Kısaca, son yirmi yıldır Türkiye'de, devrimci demokrat ve sosyalist öğe ve eğilimleri organik olarak iç içe barındıran güçlü bir devrimci gençlik hareketi vardır. Bünyesindeki bu devrimci demokrasi öğeleri ile proleter sosyalizmi öğelerinin ideolojik politik ve örgütsel açıdan saflaşmamış olması, bu hareketin(48)onu zayıflatan temel zaaflarından biridir.
Kuşkusuz bu durum devrimci gençlik hareketinin kendisinden kaynaklanan değil, genel devrimci hareketten ona yansıyan, aslında Türkiye devrimci hareketinden kaynaklanan bir zaaftır.
Marksist-leninist önderliğe dayalı sosyalist bir işçi hareketinin olmayışı, genel devrimci hareket üzerinde küçük-burjuva sosyalizminin egemenliğine yol açmış, küçük-burjuva sosyalizmi, demokratik ve sosyalist düşünce ve idealleri yıllarca iç içe temsil etmiştir. Ve elbette, sosyalist düşünce ve idealleri kendi temelde küçük-burjuva ideolojik-sınıfsal konumuna uygun bir bozulmaya uğratarak.
Öğrenci hareketi, Lenin’in o hep vurguladığı aydın duyarlılığıyla, devrimci hareketin bu genel durumunu kendi özgülünde yansıtmıştır yalnızca.

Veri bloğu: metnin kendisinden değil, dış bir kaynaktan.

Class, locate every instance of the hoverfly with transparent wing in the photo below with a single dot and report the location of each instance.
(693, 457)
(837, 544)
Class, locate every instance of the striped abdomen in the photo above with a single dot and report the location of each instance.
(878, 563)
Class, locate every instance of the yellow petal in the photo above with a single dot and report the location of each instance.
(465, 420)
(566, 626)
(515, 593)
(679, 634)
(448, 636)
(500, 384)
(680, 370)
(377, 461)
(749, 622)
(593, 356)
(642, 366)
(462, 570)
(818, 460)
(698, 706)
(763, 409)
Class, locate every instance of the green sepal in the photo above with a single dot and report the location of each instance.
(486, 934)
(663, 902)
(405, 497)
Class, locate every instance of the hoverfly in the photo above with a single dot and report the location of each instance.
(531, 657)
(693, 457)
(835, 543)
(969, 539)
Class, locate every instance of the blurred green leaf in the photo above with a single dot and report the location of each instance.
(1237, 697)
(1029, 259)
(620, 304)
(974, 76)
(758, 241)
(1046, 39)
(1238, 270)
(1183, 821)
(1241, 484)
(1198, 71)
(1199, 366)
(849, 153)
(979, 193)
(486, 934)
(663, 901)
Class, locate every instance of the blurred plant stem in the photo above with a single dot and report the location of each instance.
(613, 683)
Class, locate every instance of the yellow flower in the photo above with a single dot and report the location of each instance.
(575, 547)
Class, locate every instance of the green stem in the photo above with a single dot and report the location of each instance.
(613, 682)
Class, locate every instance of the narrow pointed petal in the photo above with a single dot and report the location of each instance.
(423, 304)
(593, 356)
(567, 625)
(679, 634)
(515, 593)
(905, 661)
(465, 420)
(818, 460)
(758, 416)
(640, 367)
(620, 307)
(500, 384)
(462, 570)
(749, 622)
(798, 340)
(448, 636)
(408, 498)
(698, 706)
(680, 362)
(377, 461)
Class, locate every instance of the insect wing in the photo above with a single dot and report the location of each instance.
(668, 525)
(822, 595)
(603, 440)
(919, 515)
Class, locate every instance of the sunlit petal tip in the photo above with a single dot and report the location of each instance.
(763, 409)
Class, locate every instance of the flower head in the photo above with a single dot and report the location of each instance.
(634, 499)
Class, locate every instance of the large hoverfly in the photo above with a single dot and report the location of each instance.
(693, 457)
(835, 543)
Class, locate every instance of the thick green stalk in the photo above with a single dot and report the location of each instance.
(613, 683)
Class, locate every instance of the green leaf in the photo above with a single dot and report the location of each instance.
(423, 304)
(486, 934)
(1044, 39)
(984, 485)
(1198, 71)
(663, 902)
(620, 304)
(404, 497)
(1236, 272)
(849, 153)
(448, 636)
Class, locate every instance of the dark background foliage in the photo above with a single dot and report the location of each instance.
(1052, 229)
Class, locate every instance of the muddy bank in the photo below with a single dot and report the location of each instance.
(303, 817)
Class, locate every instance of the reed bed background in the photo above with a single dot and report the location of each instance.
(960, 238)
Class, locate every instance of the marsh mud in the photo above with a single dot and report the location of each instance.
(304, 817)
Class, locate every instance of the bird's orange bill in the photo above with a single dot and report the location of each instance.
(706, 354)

Modern revizyonizmin ve çağdaş popülizmin marksist-leninist teoride yarattığı bulanıklık ve kargaşanın aşılması ve gelişecek bir devrimci işçi hareketinin yarattığı elverişli zeminden en iyi şekilde yararlanılması ölçüsünde, Türkiye devrimci hareketi kendi bünyesindeki demokrasi ve sosyalizm öğelerini kaçınılmaz olarak ayrıştıracaktır. Bu süreç başlamıştır bile. Fakat gerçekte proleter sosyalizmi bayrağı altında kendi gerçek yerini ve kimliğini bulacak olan önemli bir potansiyel hala çeşitli devrimci grupların bünyesinde dağılmış olarak duruyor. Ayrışma süreci zamana yayılarak sürecektir ve bunun sonuçları da kaçınılmaz olarak devrimci gençlik hareketi bünyesinde yansıyacaktır.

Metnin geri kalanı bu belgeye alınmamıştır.